Skip to content

NUS-TRAIL/SynthRL

Repository files navigation

SynthRL: Scaling Visual Reasoning with Verifiable Data Synthesis

Paper Hugging Face Collection

⚡ Updates

  • 22/07/2025: 🏆 Our paper receives Best Paper Honorable Mention at ICML 2025 DataWorld Workshop!

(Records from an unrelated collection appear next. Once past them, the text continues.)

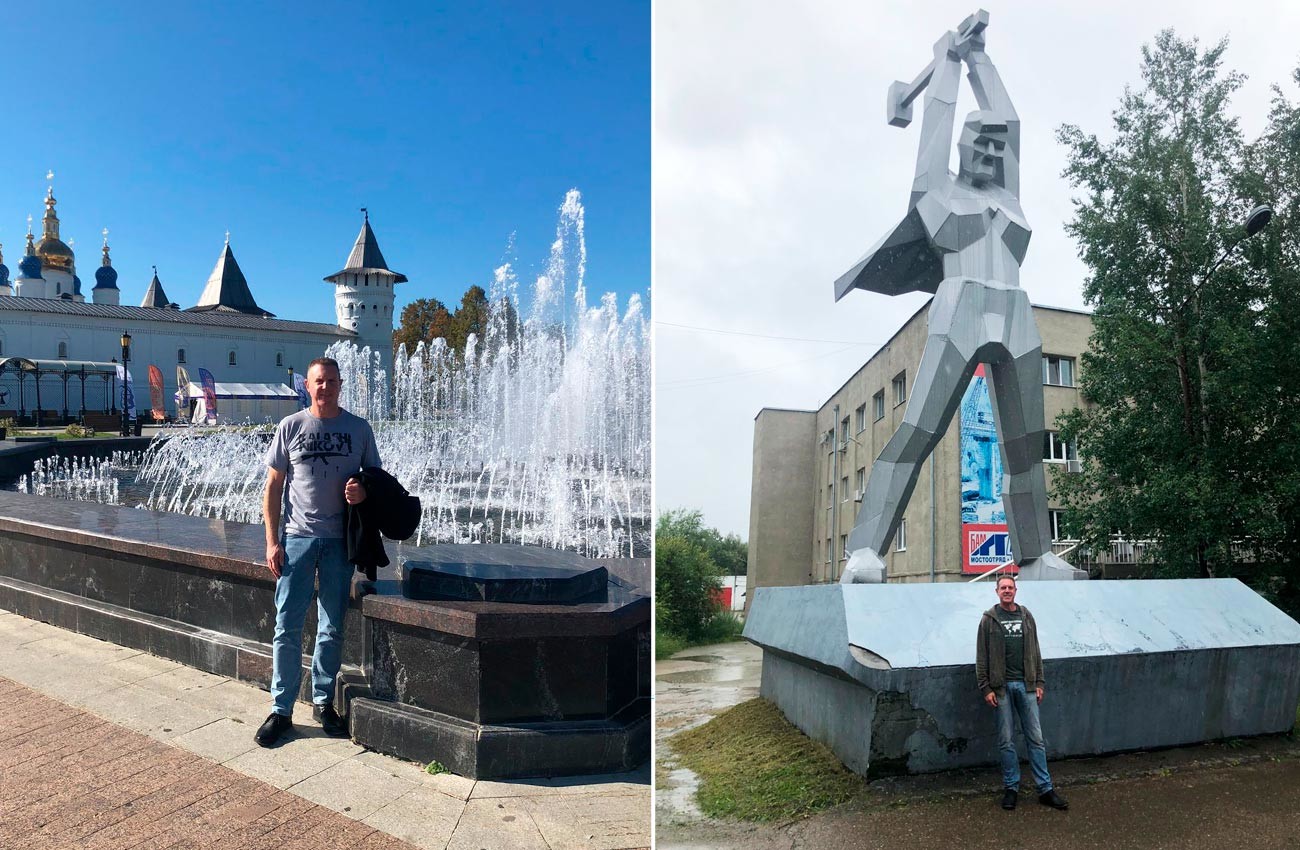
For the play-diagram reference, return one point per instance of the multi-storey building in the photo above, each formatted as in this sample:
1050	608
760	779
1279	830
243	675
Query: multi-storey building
811	467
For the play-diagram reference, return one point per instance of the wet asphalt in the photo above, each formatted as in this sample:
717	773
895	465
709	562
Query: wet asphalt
1243	794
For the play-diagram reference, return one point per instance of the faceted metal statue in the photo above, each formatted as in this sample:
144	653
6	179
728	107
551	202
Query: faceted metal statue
963	239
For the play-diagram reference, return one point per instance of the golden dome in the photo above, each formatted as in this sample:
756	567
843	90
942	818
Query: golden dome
53	254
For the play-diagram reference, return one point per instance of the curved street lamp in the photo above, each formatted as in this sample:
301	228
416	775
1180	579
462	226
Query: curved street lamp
126	389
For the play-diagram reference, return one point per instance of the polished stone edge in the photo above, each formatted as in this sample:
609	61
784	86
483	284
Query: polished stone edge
486	620
432	581
141	549
498	751
203	649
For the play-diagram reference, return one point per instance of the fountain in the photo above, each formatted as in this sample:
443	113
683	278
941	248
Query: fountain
536	434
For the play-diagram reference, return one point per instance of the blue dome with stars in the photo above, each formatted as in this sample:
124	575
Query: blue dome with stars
105	278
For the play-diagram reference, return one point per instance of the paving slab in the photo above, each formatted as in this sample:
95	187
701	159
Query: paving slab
423	816
86	762
354	788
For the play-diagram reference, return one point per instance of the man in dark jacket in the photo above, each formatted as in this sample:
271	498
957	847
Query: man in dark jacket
1009	673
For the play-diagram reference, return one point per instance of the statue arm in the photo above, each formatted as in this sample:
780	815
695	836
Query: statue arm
936	126
991	95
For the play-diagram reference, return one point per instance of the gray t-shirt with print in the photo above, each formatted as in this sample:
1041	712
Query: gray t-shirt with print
317	458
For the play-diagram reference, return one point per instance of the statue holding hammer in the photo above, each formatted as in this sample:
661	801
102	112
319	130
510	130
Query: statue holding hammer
963	239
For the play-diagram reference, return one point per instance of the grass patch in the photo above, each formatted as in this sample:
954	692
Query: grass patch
753	764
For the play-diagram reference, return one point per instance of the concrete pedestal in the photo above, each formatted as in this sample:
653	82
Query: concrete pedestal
884	675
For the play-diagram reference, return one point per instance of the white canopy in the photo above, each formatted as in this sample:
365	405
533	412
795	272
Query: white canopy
242	402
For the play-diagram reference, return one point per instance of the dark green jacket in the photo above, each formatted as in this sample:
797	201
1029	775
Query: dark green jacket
991	654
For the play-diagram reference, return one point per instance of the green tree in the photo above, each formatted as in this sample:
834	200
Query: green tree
425	319
1182	395
729	553
685	581
471	317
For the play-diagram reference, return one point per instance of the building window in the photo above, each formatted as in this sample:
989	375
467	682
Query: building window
1057	371
1057	450
1057	520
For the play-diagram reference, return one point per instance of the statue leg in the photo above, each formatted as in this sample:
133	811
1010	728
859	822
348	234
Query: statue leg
947	367
1015	384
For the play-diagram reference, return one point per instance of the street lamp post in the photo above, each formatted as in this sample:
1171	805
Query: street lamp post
126	360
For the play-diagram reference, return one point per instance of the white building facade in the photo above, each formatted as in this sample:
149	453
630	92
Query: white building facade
44	316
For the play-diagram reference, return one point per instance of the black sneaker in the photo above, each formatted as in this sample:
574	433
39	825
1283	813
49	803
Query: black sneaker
1053	799
329	720
271	731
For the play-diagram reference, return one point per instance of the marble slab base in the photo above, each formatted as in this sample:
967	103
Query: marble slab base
884	675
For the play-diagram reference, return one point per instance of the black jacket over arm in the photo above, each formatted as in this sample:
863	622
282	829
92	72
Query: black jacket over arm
388	510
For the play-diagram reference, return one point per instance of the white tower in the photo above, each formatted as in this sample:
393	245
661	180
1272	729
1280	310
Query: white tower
364	294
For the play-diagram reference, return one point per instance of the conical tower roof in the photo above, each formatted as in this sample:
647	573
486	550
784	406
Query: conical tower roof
155	296
228	289
367	257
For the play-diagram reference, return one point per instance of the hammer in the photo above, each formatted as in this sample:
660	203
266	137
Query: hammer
898	102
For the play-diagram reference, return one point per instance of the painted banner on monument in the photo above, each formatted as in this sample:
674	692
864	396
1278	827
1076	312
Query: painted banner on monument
156	393
986	541
209	395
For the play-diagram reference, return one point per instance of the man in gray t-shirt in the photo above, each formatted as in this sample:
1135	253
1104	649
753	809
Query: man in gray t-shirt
313	452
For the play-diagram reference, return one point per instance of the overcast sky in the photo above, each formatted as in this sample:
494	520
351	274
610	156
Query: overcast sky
775	170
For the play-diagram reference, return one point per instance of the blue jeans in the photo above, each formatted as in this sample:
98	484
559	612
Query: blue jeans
308	559
1025	703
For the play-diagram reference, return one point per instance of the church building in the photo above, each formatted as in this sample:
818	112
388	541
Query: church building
44	316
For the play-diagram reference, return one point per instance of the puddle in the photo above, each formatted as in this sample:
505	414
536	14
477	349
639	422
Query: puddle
679	797
706	676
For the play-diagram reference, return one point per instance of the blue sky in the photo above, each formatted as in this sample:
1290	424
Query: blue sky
456	128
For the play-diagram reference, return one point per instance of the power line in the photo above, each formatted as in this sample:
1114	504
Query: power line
742	333
722	378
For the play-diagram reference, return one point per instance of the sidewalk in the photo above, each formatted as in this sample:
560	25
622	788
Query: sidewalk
111	747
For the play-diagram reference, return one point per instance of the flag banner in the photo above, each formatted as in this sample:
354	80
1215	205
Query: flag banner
300	387
209	394
986	541
156	394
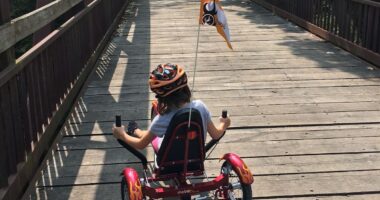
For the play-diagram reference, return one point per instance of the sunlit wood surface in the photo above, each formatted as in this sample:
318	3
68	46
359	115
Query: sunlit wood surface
305	114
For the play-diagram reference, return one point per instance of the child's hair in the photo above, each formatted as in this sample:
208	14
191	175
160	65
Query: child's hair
169	82
173	100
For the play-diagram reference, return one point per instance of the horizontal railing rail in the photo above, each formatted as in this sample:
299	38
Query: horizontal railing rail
351	24
21	27
38	90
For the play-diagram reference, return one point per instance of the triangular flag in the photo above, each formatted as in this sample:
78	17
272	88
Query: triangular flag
211	13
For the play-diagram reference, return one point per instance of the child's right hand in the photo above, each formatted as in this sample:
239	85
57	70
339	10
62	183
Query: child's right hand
226	122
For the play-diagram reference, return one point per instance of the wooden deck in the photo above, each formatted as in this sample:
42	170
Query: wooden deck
305	114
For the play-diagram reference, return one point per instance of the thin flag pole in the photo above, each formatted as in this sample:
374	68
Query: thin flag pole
195	69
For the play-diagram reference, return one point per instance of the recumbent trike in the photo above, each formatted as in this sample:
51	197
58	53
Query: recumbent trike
181	157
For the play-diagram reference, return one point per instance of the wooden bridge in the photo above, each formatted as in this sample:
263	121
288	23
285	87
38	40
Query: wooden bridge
305	113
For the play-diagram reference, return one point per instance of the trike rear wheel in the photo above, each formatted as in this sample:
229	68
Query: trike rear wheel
237	189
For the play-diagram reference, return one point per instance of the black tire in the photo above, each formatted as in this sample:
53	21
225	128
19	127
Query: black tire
241	191
124	189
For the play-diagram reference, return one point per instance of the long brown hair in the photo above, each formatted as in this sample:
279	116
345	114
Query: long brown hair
173	100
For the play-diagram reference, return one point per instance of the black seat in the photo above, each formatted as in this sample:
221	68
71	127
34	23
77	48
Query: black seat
182	149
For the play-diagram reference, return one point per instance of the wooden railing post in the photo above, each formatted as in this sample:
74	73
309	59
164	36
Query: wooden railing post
6	58
43	32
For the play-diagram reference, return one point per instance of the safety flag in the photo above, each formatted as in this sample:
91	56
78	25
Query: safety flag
211	13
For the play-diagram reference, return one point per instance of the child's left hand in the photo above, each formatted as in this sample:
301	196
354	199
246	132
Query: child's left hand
118	132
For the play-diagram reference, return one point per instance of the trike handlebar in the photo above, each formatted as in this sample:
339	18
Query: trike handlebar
215	141
139	155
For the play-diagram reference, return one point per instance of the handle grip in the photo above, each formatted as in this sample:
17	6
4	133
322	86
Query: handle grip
224	113
118	121
213	141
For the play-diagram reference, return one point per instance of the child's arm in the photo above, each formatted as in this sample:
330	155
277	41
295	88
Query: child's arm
217	132
144	137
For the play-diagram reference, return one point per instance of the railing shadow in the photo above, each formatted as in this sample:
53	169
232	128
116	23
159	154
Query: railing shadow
313	51
88	160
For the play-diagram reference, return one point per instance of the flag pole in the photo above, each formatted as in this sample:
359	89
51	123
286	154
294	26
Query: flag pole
195	69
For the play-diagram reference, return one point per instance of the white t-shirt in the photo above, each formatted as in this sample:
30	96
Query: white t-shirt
161	122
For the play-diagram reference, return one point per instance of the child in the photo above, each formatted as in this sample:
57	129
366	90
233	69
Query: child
169	83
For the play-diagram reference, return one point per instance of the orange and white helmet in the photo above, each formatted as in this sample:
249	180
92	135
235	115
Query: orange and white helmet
166	79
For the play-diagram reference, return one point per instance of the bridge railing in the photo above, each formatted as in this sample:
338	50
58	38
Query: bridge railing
351	24
39	88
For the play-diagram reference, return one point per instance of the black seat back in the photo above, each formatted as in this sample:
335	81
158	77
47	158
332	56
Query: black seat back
182	149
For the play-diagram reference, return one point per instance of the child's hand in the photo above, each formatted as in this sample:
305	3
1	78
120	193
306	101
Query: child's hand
226	122
118	132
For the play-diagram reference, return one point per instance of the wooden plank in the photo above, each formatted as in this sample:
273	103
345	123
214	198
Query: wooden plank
272	148
255	111
235	102
290	94
19	28
269	166
106	140
111	191
3	147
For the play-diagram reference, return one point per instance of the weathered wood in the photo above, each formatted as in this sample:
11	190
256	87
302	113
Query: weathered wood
44	31
305	114
19	28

  • 01/06/2025: 🎉 We release our paper, models and codebase.

🚀 TL;DR

SynthRL is a scalable and guaranteed pipeline for automatic data scaling in reasoning-oriented RL training. It addresses a critical challenge in RLVR (Reinforcement Learning with Verifiable Reward): how to scale the training data with correctness and distribution guarantees to achieve better performance. SynthRL achieves this through a three-stage process:

  1. Seed Data Selection: Identifying appropriate seed questions based on Monte Carlo rollout pass rates
  2. Targeted Synthesis: Generating more challenging variants while preserving original answers
  3. Guaranteed Verification: Ensuring near-perfect correctness and difficulty enhancement

🎯 Key Benefits:

  • Scalable data generation -- automatically synthesizes more challenging, verified questions
  • Strong performance -- consistent gains across five out-of-domain visual math reasoning benchmarks
  • Enhanced reasoning depth -- greatest improvements on the most challenging evaluation samples

🔧 Scale your RLVR training data with guaranteed quality and enhanced difficulty!

🛠️ Usage

(Step 1) Install

conda create -n synthrl python=3.10 -y && conda activate synthrl
pip install torch==2.5.1 torchvision==0.20.1 torchaudio==2.5.1 transformers==4.49.0 numpy==1.26.4
pip install google-generativeai

pip install -e .

(Step 2) Data Synthesis

First, please download the processed K12-Freeform-8K dataset from here and put it under ./sampled_data.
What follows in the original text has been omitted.